Gawker, that great engine of social egalitarianism, points us to an article in Toronto Life about the Canadian 1% and how they try to get by in Toronto, Canada’s largest city. The implication is that even with $196,000, which is the income line for the 1% in that far northern country (and that’s Canadian dollars, mind you!), it’s sometimes difficult to make ends meet in that nation’s largest city.
Then you read the article, which does things like complaining that after you subtract “wardrobe refreshes” and “the cost of sushi, pad thai and butter chicken” ordered in three nights a week because of being too tired to cook, $10,400 a month doesn’t go very far, and then drops this bomb:Then there’s the stuff that fills our houses—the calibre of which is the subject of intense, unspoken competition among my peers and neighbours. During my entire childhood, spent in a comfortable lower-upper-middle-class neighbourhood of Montreal, I am quite sure that my mother did not waste a single moment worrying about replacing her laminate kitchen counters with granite or marble. There was no such thing as a $1,000 Bugaboo stroller, or anything like it. You could host a casual weekend party without spending a fortune on artisanal cheeses. Living the good life simply wasn’t the full-time, across-the-retail-spectrum pursuit it has now become.
Aaaaaaand that’s then I want to start pressing the “It’s time for the goddamned revolution” button. By the time we get to the breakdowns of the monthly expenses of the seven 1% households profiled for the article, which features line items like $800 a month on wine and $1200 for the vacation house on the lake, I’m vaguely surprised Toronto isn’t on fire. The only people I feel any sort of commonality with are the immigrant family, who pack their own lunches for work and aside from the hair salon line item seem to have some perspective on their cash. The retired couple who invested well and are living off the proceeds also gets a pass, because, hey, that’s the goal, right? Otherwise: Purification by flame.
The problem here is that once again we’re confronted with the interesting paradox of “the 1%,” which is that the incomes of within the 1% are surprisingly heterogeneous. It’s a category that encompasses both people with six-figure annual incomes and people making nine-figure annual incomes; likewise, it’s people with seven-figure net worths and people with eleven-figure net worths. The 99% of the 1% do not have helipads and supermodels and dormitories or libraries named after them at their elite school alma maters; they have mortgages and expenses and their kids’ educations will be a non-trivial percentage of their total net worth. So if you’re on the bottom rung of society’s topmost ladder, you’re going to feel you have more in common with the middle class than with the stinkin’ rich, because as a practical matter you do.

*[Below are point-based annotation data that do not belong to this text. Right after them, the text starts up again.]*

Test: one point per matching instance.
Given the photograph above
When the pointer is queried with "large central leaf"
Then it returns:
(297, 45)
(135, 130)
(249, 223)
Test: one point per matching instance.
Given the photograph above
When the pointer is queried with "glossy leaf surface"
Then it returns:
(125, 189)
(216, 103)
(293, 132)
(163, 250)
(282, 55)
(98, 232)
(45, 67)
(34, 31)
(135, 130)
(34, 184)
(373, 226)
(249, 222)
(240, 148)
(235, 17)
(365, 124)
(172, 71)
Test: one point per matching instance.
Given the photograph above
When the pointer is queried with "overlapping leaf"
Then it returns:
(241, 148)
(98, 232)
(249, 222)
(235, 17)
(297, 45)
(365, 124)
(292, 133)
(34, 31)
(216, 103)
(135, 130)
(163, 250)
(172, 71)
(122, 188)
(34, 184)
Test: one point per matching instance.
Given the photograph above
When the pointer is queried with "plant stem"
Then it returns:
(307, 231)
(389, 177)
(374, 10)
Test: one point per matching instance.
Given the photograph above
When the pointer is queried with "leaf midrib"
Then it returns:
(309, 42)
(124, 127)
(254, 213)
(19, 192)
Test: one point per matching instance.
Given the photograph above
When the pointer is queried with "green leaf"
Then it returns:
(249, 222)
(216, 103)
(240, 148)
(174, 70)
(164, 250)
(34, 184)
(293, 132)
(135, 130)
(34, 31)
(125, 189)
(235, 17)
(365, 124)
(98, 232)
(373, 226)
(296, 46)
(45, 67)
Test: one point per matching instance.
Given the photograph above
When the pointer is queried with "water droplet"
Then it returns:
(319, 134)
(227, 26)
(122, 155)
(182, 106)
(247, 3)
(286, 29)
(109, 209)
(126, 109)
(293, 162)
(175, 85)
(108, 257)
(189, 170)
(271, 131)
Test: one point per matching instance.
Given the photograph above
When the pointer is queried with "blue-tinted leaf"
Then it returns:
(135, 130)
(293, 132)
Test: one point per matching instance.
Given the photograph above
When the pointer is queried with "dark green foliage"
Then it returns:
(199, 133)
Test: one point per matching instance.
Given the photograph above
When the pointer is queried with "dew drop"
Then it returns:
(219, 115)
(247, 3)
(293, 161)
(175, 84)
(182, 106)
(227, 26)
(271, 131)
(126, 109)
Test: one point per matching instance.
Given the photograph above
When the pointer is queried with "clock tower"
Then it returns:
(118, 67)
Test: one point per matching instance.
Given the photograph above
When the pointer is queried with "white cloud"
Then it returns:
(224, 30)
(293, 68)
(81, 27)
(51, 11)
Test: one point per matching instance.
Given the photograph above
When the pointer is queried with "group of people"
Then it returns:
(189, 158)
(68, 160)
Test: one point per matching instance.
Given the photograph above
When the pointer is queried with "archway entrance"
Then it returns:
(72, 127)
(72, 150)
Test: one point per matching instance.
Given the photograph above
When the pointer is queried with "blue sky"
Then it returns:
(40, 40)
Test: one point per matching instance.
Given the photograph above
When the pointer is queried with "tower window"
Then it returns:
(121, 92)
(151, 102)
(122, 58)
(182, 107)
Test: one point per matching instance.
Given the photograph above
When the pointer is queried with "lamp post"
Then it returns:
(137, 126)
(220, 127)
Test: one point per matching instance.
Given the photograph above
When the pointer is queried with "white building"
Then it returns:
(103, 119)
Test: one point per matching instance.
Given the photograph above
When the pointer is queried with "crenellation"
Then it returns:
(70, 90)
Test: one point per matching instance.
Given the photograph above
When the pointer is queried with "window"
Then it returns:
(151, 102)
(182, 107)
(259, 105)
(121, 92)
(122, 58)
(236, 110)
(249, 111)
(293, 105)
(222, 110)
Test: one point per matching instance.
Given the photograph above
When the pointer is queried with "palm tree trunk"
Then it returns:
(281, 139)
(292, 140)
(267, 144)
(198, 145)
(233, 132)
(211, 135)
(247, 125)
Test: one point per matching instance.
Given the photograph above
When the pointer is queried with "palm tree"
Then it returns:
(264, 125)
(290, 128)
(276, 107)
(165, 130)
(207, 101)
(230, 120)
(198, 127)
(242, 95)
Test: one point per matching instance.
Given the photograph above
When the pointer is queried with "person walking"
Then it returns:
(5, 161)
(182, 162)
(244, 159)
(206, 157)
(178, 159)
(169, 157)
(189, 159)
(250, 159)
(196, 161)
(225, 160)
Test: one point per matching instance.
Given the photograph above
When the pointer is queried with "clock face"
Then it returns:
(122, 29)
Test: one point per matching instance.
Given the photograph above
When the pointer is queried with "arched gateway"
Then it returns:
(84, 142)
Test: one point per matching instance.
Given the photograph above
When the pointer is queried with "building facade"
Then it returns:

But that doesn’t mean you’re middle class, or that your problems are middle class problems; it also means that when you complain about how hard it is to make ends meet and yet you’ve got the lake cottage and you spend $1,000 a month on clothes, the people who really are middle and lower class are going to look at you like, would you please just shut up, you arrogant rich bastard, before I put you and your whole family up against a wall. This is especially true when, as is the case of the Toronto Life article, the heart of the “problem” is that apparently it’s harder today than ever before to maintain and display the overt social cues of your petit bourgeois status.
This article may have managed to enter the global mythology of the 1%. That's fine, but--as pointed out by many commenters--it also speaks directly to specifically Torontonian concerns: the higher cost of living in Toronto as compared to the rest of Canada, the comparison-shopping originating from profound insecurity that's practically a Toronto trademark (Toronto to other world cities, households to other households). Torontonians want to have it all, and Torontonians want to think that they can realistically aspire to it, perhaps especially the petit bourgeois Torontonians who form the core demographic of Toronto Life's readership.
(Then again, wanting to have it all, and wanting to think that it's realistic to aspire to having it all, are pretty universal desires among human beings outside Toronto, too. Right?)